None of these candidates are like Mike Bloomberg. “Stop and Frisk” was a racially discriminatory police state policy and his boorish behavior is far beyond that of any other current Democratic candidate. Yet, Mike Bloomberg is NOTHING like Donald Trump. Neither is Bernie Sanders or any other Democratic candidate. But in our current discourse, they have to be. Purity tests do not care by what degree you missed the mark. There are no grades. It is pass/fail. And in such a highly cobbled together political caucus, no candidate is going to pass every purity test. Like voters, they have different focus areas and different blind spots (or worse).

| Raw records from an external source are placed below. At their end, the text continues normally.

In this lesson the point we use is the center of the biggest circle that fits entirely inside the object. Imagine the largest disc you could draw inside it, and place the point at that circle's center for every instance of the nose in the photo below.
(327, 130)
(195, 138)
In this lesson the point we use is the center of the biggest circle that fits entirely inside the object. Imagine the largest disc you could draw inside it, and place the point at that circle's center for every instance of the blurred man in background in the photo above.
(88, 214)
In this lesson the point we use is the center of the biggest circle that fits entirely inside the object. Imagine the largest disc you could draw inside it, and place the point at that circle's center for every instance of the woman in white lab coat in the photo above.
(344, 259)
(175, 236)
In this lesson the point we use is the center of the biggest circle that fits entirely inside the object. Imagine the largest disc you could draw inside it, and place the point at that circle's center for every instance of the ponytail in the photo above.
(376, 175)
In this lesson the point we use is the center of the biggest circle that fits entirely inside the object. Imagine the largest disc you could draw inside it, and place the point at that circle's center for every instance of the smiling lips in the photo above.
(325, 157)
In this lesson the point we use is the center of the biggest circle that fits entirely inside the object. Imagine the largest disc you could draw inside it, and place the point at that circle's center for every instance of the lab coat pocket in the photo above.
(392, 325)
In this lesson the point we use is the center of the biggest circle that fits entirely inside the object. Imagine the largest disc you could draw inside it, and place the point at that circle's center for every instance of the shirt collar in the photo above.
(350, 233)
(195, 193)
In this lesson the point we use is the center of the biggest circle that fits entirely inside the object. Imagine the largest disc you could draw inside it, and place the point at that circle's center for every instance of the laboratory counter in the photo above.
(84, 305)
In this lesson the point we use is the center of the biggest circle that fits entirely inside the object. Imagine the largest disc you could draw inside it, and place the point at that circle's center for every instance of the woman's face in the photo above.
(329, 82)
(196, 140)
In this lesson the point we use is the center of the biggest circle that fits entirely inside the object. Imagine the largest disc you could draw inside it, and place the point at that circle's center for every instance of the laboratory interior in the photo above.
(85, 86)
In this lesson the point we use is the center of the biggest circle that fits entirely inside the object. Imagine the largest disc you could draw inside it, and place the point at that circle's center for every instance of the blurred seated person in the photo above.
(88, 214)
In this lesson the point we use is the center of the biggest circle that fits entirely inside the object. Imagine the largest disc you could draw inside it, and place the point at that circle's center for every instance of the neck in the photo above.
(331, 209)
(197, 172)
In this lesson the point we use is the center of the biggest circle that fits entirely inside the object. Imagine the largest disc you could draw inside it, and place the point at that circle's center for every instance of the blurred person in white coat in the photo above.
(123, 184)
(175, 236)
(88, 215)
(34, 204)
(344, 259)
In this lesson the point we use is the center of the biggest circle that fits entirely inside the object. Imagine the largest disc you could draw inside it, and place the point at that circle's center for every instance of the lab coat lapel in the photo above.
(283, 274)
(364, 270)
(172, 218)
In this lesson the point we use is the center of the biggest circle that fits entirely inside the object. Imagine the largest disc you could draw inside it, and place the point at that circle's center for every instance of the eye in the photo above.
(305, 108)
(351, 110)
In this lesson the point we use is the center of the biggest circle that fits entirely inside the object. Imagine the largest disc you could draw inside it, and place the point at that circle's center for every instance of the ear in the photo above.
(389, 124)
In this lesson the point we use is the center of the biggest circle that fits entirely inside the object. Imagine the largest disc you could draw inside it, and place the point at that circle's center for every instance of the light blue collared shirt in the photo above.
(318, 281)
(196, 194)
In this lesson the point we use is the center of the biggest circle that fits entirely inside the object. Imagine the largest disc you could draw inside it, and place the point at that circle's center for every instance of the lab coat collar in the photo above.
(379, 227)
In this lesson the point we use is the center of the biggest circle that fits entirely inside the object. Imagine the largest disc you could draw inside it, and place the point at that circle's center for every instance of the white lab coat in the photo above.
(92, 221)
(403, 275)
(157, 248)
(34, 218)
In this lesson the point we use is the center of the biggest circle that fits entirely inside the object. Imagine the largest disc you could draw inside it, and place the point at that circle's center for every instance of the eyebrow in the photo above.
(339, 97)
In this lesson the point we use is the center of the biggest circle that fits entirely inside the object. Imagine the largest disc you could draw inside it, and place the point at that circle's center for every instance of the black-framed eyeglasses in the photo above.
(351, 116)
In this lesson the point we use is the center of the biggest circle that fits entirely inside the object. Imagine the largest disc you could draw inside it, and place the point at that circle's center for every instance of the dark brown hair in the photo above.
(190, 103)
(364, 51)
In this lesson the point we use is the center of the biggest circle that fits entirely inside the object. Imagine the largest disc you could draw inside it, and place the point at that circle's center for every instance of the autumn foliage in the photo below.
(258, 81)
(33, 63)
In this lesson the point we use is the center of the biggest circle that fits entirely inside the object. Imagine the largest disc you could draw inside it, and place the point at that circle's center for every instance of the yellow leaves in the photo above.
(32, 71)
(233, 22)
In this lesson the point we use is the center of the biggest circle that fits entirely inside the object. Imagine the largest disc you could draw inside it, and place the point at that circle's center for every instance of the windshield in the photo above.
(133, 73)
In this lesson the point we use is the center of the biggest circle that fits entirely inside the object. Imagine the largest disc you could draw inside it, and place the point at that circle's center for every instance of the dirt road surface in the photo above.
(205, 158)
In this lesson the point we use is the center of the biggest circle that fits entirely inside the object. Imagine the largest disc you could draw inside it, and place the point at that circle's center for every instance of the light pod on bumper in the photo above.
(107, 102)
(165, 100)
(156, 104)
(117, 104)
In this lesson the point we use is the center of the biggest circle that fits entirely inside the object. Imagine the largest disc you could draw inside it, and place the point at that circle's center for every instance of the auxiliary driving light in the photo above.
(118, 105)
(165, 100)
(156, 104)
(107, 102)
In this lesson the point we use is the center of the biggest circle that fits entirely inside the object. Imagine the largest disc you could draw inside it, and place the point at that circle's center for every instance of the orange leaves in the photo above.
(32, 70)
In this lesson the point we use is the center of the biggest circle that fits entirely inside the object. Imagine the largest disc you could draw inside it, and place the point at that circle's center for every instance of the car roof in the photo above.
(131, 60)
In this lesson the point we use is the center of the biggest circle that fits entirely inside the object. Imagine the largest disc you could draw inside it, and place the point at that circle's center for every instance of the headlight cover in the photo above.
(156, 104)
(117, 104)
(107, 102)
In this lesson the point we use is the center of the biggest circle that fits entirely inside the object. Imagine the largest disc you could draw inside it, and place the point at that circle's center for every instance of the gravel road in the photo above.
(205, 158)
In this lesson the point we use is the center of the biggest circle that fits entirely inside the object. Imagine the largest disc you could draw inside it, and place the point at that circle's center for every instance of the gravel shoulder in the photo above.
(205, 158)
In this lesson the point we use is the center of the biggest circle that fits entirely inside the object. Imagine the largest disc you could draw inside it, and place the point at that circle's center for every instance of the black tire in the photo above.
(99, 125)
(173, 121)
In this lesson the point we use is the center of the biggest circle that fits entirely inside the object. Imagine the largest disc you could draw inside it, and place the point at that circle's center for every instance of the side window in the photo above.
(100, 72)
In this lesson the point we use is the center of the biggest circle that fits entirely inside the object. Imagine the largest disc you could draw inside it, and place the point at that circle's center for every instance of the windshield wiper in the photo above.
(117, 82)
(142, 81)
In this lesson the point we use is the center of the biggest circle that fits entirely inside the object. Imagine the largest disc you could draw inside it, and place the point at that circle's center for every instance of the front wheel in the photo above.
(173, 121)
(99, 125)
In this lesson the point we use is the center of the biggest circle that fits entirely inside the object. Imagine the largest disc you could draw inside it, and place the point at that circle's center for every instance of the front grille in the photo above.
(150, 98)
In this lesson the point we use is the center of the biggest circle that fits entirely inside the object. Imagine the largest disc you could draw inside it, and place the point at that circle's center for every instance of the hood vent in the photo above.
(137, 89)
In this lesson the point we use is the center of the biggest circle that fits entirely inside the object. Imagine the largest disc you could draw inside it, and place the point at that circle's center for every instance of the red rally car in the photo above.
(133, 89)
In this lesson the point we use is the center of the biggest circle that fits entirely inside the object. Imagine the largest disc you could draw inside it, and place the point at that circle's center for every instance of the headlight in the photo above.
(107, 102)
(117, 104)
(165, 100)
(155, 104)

To be clear about mine, I think Bernie Sanders will be a complete and total failure as President even if he manages to beat Trump. I think he will further entrench a binary “us versus them” mentality that has turned our national elections into zero-sum games that tilt the field in favor of the candidate who is least willing to give quarter to our fellow Americans on the other side of the aisle. I do not want someone who “fights,” as Trump and Sanders’s supporters so often say of their guy. I want someone who tries to move us forward through careful analysis and tough compromises.

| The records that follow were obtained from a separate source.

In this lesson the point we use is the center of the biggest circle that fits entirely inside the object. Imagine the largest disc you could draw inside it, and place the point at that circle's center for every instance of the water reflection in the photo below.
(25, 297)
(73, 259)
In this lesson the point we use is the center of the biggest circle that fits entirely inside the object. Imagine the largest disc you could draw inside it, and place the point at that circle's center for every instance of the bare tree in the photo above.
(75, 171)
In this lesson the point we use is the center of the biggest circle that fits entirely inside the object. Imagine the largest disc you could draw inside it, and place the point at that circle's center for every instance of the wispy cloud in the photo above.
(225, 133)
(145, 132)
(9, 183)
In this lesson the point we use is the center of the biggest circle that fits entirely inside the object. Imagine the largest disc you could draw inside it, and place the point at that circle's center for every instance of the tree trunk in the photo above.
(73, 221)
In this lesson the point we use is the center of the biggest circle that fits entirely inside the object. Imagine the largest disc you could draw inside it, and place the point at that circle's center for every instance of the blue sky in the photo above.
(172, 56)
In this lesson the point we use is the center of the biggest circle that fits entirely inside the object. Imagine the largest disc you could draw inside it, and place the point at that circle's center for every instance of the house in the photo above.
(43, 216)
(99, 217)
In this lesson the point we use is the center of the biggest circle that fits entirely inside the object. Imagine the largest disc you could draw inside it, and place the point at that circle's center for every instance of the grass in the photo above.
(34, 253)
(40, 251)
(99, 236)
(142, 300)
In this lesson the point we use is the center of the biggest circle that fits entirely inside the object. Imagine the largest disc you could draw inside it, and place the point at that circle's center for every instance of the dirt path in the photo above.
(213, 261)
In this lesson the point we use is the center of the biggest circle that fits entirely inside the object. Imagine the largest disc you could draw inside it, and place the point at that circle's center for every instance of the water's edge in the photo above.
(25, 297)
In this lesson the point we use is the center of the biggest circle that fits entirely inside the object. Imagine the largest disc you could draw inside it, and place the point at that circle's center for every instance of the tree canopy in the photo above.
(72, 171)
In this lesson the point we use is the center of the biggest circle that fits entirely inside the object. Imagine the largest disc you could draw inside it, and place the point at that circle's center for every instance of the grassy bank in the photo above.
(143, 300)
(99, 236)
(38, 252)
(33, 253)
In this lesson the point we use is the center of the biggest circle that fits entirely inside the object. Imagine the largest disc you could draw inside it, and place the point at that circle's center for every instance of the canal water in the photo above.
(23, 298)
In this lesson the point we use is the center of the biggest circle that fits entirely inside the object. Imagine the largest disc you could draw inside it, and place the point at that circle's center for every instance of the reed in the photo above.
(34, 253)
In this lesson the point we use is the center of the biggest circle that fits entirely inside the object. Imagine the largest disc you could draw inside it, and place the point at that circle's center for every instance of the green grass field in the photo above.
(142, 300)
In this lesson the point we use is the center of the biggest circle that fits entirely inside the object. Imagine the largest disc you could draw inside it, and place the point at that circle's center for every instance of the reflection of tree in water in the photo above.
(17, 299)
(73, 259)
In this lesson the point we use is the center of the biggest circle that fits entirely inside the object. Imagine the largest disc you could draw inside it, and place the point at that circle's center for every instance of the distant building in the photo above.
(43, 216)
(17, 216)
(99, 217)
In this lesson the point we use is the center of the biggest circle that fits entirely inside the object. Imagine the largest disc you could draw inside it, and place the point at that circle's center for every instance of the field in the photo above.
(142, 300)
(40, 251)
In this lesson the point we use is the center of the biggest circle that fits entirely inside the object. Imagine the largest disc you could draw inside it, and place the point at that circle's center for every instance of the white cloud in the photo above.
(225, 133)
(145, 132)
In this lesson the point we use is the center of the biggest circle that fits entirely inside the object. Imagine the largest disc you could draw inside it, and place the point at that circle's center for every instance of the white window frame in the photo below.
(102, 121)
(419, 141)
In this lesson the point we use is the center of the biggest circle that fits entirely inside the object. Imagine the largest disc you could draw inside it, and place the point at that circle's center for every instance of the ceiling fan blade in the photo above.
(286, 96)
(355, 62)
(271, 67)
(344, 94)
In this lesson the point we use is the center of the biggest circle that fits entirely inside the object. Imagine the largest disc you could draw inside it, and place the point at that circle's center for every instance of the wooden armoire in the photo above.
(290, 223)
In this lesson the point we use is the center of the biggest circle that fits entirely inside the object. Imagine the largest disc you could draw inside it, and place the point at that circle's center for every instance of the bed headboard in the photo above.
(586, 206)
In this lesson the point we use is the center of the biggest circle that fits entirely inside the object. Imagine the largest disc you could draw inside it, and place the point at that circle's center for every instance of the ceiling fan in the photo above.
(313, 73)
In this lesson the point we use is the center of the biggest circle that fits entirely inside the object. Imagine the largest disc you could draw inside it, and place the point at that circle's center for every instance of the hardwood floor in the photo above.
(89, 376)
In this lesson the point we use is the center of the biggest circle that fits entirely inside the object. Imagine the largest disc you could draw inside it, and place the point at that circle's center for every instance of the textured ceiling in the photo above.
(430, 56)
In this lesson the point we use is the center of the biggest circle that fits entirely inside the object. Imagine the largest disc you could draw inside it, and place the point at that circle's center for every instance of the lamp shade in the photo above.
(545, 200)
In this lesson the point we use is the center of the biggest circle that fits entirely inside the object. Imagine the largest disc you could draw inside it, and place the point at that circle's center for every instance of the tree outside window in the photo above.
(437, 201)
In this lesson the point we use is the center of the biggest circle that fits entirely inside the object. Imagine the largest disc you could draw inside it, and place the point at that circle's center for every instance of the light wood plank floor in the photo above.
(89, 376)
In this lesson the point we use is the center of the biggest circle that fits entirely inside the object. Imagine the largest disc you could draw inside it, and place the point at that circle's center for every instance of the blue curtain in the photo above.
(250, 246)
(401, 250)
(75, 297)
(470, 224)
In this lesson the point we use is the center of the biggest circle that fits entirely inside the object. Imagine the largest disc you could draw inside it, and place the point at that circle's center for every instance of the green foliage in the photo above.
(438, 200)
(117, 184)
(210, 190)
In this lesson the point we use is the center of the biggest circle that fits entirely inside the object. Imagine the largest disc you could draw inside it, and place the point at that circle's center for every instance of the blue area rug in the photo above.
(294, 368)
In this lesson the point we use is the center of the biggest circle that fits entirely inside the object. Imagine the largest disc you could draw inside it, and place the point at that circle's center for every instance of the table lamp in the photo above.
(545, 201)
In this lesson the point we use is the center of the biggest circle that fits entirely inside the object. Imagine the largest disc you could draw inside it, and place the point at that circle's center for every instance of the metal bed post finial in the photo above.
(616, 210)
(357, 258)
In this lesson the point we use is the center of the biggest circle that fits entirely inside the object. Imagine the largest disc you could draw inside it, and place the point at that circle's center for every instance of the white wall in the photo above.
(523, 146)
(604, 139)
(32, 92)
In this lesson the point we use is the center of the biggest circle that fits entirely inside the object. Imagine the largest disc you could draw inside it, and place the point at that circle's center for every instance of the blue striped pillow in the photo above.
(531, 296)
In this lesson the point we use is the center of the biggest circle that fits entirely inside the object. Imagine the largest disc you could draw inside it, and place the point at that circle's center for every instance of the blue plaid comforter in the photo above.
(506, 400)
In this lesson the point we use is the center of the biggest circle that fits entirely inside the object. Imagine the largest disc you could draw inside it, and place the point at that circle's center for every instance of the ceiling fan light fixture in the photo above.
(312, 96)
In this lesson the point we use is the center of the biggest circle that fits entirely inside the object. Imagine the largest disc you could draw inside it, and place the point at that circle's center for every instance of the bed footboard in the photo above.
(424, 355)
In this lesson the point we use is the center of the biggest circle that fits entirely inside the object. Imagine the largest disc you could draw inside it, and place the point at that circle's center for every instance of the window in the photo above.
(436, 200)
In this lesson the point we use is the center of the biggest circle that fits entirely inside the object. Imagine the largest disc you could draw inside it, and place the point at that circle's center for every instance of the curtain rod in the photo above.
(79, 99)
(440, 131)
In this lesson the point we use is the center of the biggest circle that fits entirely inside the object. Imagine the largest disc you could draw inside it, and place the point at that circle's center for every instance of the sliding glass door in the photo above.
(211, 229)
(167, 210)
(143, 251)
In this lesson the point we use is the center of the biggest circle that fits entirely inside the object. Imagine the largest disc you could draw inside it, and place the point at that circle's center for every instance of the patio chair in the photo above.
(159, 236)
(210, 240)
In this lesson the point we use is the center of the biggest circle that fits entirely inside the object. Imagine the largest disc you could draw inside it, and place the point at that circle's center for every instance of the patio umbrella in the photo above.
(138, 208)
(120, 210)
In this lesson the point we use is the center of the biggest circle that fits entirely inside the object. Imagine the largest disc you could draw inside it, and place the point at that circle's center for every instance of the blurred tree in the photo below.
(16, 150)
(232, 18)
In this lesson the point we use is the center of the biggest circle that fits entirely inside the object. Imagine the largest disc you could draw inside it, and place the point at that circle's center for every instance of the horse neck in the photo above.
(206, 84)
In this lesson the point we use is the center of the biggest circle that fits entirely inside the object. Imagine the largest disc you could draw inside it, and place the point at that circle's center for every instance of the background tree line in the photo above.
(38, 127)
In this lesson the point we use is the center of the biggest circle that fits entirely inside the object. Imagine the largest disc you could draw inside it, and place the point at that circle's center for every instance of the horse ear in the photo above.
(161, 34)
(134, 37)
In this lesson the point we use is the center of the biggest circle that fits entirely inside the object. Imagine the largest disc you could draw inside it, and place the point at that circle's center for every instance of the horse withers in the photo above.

Call me an incrementalist. Call me a squishy centrist. I have issues I care deeply about and others that I am openly hostile towards. Socially, I will always believe in advocating for racial justice. Things I saw and experienced growing up burned that into my soul and my work as a historian crystalized my views on the subject. I suspect I shall never move very far on that issue. On abortion, I have mixed feelings. I support the right to choose, not because I think abortions are “great” or pose no ethical quandary (quite the opposite), but because the issue is complex and I think our government should stay out of legislating on things we are so clearly split over. I don’t really care about gun control. It seems hopeless to me. Gun violence is clearly a problem. Gun owners and advocates will not give an inch. Any movement on this issue is going to have to come from the right. There is no sense wasting time or political capital arguing over it. The Green New Deal is an absolute non-starter for me. Any environmental legislation that places the burden of change on American midwesterners while asking little of densely populated coastal areas that create most of the nation’s pollution is a non-starter for me as an Ohioan (and none of it matters if we cannot force international cooperation). However, I believe deeply in having clean air and water (and that we should hold companies who abuse these public trusts accountable). Like most Americans, I think we tax the wealthiest Americans too little, middle-class Americans too much, and that we allocate our tax dollars poorly. I think America has been at its strongest when it invested heavily in education and entrepreneurship rather than in tax-breaks for monopolies. Above all, I believe that a pluralistic democratic society necessitates moderation and cooperation. The alternative is authoritarian rule by whichever side can cobble together a slim and temporary electoral majority. And if you think this has a happy ending, you haven’t been paying attention.